A 'sci-fi' firmly entrenched in the New-Wave/Post-Punk scene of early 80s New York, it is a visual fest of early video graphic effects, Warholian bad acting, performance art and lots of bored posing. One way to describe it would be that it looks like a long photo shoot for the now defunct Face magazine in its infancy. As a time-capsule film, it evokes the period when Klaus Nomi became a star, Laurie Anderson was a semi-pop star and dressing up meant looking like an alien. Yet, in retrospect, despite the nihilistic surface of the film, the historic moment in which Liquid Sky belongs looks a lot more fun and innocent than the speedy post-Y2K era.

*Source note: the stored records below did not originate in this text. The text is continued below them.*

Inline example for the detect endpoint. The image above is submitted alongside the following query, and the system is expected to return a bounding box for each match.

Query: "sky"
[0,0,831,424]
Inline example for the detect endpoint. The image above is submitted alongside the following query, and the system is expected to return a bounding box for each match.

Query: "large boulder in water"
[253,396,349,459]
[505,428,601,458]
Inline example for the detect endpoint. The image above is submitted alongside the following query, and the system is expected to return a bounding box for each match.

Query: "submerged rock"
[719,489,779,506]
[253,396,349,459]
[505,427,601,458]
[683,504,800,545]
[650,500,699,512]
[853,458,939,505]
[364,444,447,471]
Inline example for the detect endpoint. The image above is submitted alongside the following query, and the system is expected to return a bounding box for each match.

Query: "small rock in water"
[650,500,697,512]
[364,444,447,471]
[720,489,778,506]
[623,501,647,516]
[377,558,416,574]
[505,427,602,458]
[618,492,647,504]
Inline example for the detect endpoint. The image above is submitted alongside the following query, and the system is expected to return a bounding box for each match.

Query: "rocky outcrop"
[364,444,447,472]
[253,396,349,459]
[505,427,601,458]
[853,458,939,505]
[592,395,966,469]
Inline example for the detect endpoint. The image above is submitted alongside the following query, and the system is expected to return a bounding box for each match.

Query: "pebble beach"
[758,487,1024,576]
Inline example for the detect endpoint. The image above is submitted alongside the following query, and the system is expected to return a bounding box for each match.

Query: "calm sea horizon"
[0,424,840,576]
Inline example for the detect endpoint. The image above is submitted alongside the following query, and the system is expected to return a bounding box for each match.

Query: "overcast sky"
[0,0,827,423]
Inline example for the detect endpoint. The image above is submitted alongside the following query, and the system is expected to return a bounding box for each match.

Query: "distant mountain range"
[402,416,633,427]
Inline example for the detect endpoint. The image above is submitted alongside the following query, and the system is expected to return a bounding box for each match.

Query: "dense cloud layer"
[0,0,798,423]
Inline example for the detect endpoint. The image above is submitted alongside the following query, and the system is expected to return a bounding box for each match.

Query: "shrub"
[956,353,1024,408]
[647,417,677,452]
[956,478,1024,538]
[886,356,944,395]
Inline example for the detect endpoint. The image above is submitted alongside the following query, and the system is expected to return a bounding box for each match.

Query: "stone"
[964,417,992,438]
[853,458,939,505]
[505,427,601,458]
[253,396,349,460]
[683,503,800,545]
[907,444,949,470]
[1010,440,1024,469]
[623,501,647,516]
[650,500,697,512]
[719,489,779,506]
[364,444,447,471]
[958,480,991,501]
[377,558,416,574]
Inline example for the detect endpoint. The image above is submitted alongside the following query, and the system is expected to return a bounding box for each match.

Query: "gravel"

Made on a budget of half a million dollars, "it would be laughably bad if it weren't so good" as Jeff Vorndam wrote back in 1999 on AboutFilm.com in connection with a rare screening at the 1999 San Francisco International Film Festival. Starred by the impossibly beautiful Anne Carlisle, who also plays a male character, the absurd story revolves around aliens arriving in a what seems a plastic flying saucer, landing on the rooftop above the flat occupied by a young model called Margeret (Carlisle), who everyone wants to have sex with. As it happens, the aliens (who of course we never get to see) had come to Earth searching for heroine, but it turns out that the chemicals released by the brain during orgasm are even better, so Margeret partners start to disintegrate when they reach climax. This is signified by a crude 'vintage' effect whereby they are blipped off the screen, not before we get to see a crystal shard sticking out from the back of their heads.
There isn't much point in describing the storyline - the narrative is a composed of rather seamless sequences hinged around Margeret's alien connection. But there is a pivotal moment towards the end of the film when Margaret gives oral sex to the David Bowie look-alike junkie Jimmy (also played by Carlisle), one of the most original filmic allusions to the myth of Narcissus. But the reason that the film stays in the memory, and the one that has turned it into an underground classic, is the sheer visual pleasure it offers, the outrageous costumes, Carlisle's unforgettable screen presence and Liquid Sky's intriguingly catchy and poetic-sounding title.
The mobile phone revolution makes inroads into moving image-making. NPS Korte Film Online and the International Film Festival Rotterdam this year have created the One Take Competition. All directors present at the festival have been invited to participate in this experiment during the first five days. The task was to make a film in one, single take with one of the newest generation mobile phones.
Here's another example of how the documentary format currently often offers more than fiction as far as drama and humanism are concerned. Werner Herzog's much lauded Grizzly Man arrives in the UK after international acclaim and it's bound to please fans of the veteran German director who began his career with the New German cinema of the 1970s. Herzog has always been fascinated by individuals with an obstinate sense of mission in the middle of nature and Grizzly Man fits right in Herzog's vast oeuvre, which includes classics like Fitzcarraldo and Aguire: The Wrath of God. But what is most impressive is that he managed to make a film completely his own despite the fact that Grizzly Man was assembled out of video footage shot by the man who is the subject of the film, except for a few segments shot by Herzog himself. He showed with this film what a good director with a sense of integrity can achieve with even an amateur source.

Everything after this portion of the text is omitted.